1993 Trapet Père et Fils Gevrey-Chambertin
The colour has a core of medium-plus ruby red, fading to a watery edge. The nose is very Gevrey with lots of turned earth and eventually a young showing mix of primary red and black cherry. The palate has depth, reasonable fat and pretty much perfect acidity. The tannins are there, but you need to search for them. Good length – helped along by the acidity. Nice wine and still only a youth.
1995 Trapet Père et Fils Gevrey-Chambertin Petite Chapelle
Obvious signs of of past seepage on the top the cork. Medium, medium-plus ruby, just fading a little to brick at the rim. The nose is a beauty – starts with tons of berry fruit – black as well as red, summer pudding. Gradually becomes more diffuse, but gains in depth and secondary, more savoury aromas with a trace of earth.

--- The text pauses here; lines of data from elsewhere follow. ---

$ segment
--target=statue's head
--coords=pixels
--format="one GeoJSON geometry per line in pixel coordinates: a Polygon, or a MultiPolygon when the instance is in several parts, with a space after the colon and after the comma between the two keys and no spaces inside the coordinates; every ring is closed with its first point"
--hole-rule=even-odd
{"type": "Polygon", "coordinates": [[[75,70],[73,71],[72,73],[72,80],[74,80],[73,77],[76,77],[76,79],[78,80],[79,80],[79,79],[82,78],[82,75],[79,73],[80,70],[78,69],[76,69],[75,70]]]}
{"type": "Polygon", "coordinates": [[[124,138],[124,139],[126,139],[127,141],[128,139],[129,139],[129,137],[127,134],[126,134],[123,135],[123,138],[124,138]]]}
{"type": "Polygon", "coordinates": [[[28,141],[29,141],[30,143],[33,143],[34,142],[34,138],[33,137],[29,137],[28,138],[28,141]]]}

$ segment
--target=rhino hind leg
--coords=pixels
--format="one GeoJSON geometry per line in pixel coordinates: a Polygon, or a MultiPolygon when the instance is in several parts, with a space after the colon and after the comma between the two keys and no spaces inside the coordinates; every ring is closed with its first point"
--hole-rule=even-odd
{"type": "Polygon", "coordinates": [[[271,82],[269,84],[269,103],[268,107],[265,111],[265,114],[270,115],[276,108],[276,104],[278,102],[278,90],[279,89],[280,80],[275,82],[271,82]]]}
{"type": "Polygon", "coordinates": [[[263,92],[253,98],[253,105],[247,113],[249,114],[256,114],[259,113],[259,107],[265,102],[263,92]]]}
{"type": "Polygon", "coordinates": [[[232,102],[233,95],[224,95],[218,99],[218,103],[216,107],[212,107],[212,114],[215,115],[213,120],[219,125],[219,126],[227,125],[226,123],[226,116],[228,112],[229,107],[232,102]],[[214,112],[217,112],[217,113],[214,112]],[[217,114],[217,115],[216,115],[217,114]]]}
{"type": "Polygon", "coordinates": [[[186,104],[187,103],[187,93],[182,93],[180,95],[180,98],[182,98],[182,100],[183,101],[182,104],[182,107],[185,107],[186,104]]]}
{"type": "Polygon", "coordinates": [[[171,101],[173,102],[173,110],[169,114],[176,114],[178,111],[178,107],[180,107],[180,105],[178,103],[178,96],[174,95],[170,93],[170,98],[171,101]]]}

The palate is medium fat and could do with a little more concentration for a 1er Cru, but shows lovely fruit with a long, almost licorice finish. The acidity is good, though the tannins are still present and show a hint of bitterness at the end – but they’re quite well mannered. A wine that shows both balance and plenty of interest, though still requires at least another couple of years in the keller.